Nucleation efficiency of nuclear recoils in bubble chambers

TL;DR

This paper presents a calibration of nucleation efficiency for low-energy nuclear recoils in bubble chambers using neutron calibration data, employing a novel Markov Chain Monte Carlo method to fit a complex efficiency model.

Contribution

It introduces a new calibration methodology with a custom MCMC approach for fitting a multi-parameter efficiency model to neutron data in bubble chambers.

Findings

Successful fit of a 34-parameter efficiency model to calibration data.

Validation of the MCMC fitting approach through parametric studies.

Framework ready for application to future bubble chamber calibrations.

Abstract

Bubble chambers using liquid xenon (and liquid argon) have been operated (resp. planned) by the Scintillating Bubble Chamber (SBC) collaboration for GeV-scale dark matter searches and CE$\nu$NS from reactors.

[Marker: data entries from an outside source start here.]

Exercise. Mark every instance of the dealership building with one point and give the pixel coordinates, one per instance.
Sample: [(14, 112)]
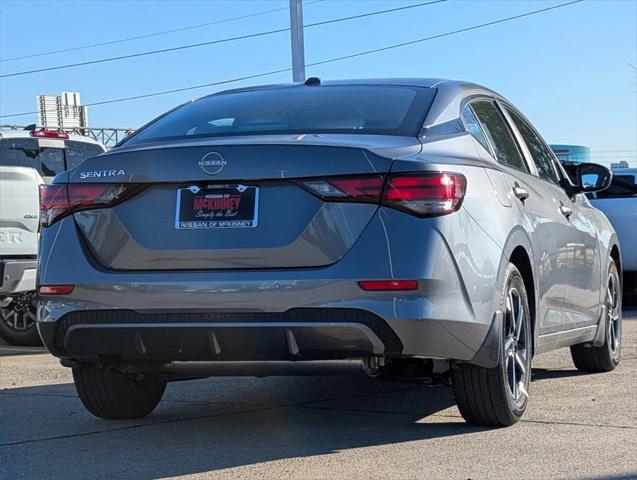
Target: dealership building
[(572, 153)]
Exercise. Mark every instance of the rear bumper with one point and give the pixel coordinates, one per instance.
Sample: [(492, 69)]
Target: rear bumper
[(17, 276), (307, 334), (449, 316), (129, 337)]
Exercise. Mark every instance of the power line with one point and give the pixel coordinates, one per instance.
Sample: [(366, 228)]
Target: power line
[(149, 35), (446, 34), (214, 42), (322, 62)]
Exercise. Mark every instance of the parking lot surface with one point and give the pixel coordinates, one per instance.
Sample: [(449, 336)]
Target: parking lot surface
[(577, 426)]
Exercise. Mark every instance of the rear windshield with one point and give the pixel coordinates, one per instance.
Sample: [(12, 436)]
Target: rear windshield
[(47, 160), (373, 109)]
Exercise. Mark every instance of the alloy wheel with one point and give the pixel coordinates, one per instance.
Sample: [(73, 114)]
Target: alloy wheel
[(517, 358)]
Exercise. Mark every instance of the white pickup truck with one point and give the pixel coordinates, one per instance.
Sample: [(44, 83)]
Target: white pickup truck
[(28, 158)]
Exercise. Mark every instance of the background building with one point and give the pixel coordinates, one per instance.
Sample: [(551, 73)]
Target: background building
[(572, 153), (64, 111)]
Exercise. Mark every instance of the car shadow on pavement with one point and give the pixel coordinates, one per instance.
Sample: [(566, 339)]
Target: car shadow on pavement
[(208, 425)]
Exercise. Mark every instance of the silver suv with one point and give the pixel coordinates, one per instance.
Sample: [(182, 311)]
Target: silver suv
[(422, 227)]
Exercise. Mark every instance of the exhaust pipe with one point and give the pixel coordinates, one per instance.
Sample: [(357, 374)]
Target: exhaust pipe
[(5, 302)]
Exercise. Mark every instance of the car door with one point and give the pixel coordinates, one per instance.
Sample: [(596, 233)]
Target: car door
[(539, 208), (580, 259)]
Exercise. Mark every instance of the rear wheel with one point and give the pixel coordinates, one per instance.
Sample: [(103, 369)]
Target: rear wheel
[(109, 394), (589, 358), (17, 321), (498, 396)]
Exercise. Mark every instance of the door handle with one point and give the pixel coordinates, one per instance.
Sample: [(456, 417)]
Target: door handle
[(520, 192), (566, 211)]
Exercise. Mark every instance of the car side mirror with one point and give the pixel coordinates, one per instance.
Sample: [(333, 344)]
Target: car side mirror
[(592, 177)]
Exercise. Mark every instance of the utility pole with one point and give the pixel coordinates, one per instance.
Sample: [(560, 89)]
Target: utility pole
[(296, 37)]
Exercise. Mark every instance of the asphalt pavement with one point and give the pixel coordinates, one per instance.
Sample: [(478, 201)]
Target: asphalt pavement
[(578, 426)]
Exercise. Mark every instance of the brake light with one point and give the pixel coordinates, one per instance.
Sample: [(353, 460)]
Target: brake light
[(60, 200), (46, 133), (385, 285), (426, 194), (423, 193)]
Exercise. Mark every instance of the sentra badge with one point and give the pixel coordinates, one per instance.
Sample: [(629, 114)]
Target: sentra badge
[(103, 173)]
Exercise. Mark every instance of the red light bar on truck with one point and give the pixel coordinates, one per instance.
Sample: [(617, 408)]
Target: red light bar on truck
[(46, 133)]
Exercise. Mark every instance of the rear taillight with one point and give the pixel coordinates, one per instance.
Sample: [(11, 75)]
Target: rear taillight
[(424, 193), (59, 200), (427, 194), (56, 289)]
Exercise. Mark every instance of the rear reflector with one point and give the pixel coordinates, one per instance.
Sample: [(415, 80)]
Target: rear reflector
[(59, 200), (55, 289), (424, 194), (390, 285), (357, 189)]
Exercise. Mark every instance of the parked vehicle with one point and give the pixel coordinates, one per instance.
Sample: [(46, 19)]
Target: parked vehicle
[(422, 226), (25, 157), (619, 204)]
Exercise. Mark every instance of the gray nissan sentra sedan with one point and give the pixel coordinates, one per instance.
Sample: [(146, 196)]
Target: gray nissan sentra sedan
[(420, 227)]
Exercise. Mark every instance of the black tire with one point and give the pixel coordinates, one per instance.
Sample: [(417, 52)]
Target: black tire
[(494, 396), (589, 358), (17, 323), (109, 394)]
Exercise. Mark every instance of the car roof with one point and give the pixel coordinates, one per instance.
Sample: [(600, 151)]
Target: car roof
[(405, 82), (446, 105)]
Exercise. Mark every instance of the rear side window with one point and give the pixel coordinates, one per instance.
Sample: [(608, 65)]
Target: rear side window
[(540, 152), (77, 152), (360, 109), (622, 186), (473, 126), (499, 135), (26, 152)]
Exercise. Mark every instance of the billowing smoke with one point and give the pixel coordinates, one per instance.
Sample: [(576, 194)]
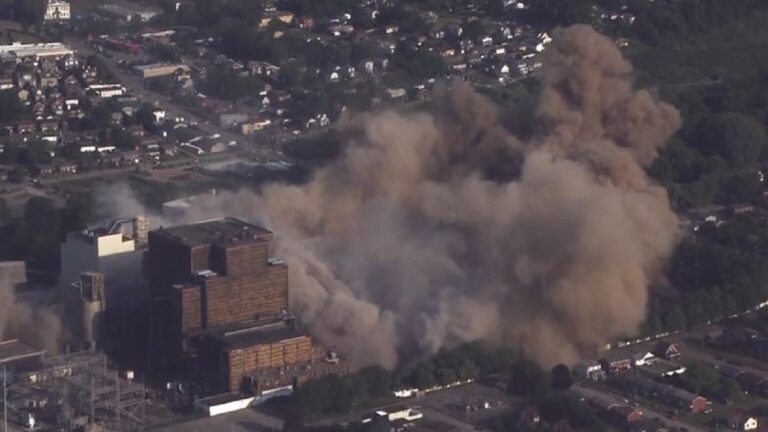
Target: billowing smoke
[(33, 323), (440, 226)]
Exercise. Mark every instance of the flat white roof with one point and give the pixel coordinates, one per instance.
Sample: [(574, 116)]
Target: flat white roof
[(32, 50), (160, 65)]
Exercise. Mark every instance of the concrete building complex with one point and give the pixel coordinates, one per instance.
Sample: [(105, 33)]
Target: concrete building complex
[(114, 251), (220, 311), (18, 51)]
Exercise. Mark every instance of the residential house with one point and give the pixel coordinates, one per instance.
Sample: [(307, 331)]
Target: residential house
[(396, 93), (65, 167), (253, 125), (642, 358), (666, 350), (529, 416), (49, 125), (232, 119), (752, 383), (283, 16), (738, 209), (616, 361), (210, 144), (677, 397), (46, 170), (6, 83), (661, 368), (624, 416), (25, 127), (48, 80), (306, 22)]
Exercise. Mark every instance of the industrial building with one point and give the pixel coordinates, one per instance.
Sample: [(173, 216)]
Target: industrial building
[(156, 70), (18, 51), (127, 12), (114, 250), (102, 286), (220, 311), (72, 392)]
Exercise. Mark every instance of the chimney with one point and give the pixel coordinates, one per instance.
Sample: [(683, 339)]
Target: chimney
[(140, 230)]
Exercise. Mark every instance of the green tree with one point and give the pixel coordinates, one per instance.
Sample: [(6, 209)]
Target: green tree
[(737, 138), (17, 174), (11, 107), (528, 380), (100, 118), (674, 319), (377, 379), (561, 377)]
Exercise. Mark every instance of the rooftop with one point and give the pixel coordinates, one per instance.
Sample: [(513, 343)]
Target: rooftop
[(35, 50), (257, 334), (13, 350), (227, 230)]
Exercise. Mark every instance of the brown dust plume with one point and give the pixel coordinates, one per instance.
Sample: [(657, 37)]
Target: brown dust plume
[(424, 233)]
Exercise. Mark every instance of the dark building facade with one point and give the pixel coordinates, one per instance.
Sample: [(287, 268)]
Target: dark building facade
[(220, 307)]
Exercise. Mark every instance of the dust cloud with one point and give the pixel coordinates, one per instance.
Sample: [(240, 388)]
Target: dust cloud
[(33, 323), (440, 226)]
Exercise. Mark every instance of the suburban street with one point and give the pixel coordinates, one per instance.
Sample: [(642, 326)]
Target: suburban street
[(647, 413)]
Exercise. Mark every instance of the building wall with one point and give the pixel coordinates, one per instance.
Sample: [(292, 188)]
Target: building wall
[(241, 260), (77, 256), (286, 352), (114, 244), (231, 299), (169, 263)]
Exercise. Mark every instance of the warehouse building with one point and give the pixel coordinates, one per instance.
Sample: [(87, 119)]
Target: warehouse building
[(156, 70), (18, 51)]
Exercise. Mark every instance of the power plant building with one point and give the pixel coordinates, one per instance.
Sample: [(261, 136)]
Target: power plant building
[(220, 310), (102, 285)]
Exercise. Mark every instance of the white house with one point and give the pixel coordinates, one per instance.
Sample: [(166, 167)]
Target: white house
[(56, 10)]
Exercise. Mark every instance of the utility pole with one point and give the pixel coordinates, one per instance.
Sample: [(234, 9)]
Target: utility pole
[(5, 398)]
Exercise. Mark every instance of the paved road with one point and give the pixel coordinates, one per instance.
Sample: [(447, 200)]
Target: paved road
[(433, 414), (647, 413), (247, 420), (136, 85)]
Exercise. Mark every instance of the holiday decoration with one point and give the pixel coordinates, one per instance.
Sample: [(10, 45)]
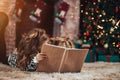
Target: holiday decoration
[(62, 11), (100, 24), (18, 10), (35, 13)]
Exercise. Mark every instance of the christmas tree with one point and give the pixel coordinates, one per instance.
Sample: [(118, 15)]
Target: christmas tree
[(100, 24)]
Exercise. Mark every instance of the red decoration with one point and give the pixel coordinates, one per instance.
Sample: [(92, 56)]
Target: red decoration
[(62, 10), (87, 34), (118, 44), (18, 8), (38, 8), (116, 9), (108, 58), (90, 28)]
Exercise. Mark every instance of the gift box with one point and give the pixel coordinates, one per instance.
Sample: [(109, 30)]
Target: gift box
[(109, 58)]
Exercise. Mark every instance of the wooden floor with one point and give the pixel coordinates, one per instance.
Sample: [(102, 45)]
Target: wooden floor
[(90, 71)]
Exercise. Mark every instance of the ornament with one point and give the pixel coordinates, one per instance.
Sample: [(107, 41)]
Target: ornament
[(116, 9), (118, 44), (103, 20), (79, 41), (112, 29), (39, 6), (81, 11), (62, 10), (87, 34), (99, 0), (100, 27), (37, 12), (33, 18), (106, 45)]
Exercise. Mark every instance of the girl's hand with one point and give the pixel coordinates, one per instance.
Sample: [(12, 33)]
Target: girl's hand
[(41, 56)]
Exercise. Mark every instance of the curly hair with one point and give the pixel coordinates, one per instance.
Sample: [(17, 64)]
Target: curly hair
[(29, 46)]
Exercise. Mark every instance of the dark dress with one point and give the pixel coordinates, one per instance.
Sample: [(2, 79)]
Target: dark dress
[(3, 24)]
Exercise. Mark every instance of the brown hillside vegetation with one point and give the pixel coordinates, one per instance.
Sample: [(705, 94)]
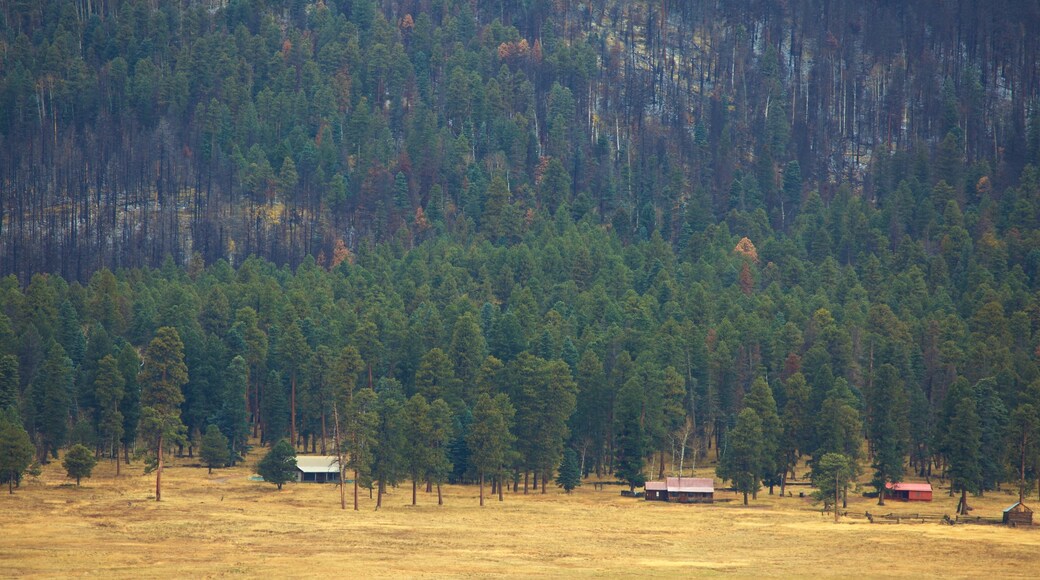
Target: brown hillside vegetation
[(225, 525)]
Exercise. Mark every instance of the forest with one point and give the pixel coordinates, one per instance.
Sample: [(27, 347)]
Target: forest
[(645, 233)]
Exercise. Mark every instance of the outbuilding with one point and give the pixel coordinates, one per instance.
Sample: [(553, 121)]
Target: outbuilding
[(908, 492), (681, 490), (1018, 515), (317, 469)]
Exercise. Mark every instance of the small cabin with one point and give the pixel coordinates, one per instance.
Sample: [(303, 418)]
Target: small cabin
[(681, 490), (317, 469), (1018, 515), (908, 492)]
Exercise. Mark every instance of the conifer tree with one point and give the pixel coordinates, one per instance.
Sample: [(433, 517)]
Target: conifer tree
[(570, 471), (743, 460), (489, 439), (16, 449), (214, 450), (888, 428), (441, 433), (162, 374), (79, 462), (760, 399), (964, 451), (108, 391), (279, 466)]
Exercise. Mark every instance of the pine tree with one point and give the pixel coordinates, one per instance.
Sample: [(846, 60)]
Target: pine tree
[(830, 475), (441, 433), (417, 431), (279, 466), (570, 471), (294, 352), (888, 428), (964, 451), (760, 399), (489, 439), (79, 462), (16, 449), (52, 394), (108, 391), (8, 381), (214, 450), (743, 460), (1023, 433), (162, 374)]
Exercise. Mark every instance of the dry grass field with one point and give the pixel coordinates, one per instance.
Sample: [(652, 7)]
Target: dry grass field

This will require a robust calibration program of the nucleation efficiency of low-energy nuclear recoils in these target media. Such a program has been carried out by the PICO collaboration, which aims to directly detect dark matter using $\mathrm{C_3 F_8}$ bubble chambers. Neutron calibration data from mono-energetic neutron beam and Am-Be source has been collected and analyzed, leading to a global fit of a generic nucleation efficiency model for carbon and fluorine recoils, at thermodynamic thresholds of $2.45$ and $3.29\,\mathrm{keV}$. Fitting the many-dimensional model to the data ($34$ free parameters) is a non-trivial computational challenge, addressed with a custom Markov Chain Monte Carlo approach, which will be presented. Parametric MC studies undertaken to validate this methodology are also discussed. This fit paradigm demonstrated for the PICO calibration will be applied to existing and future scintillating bubble chamber calibration data.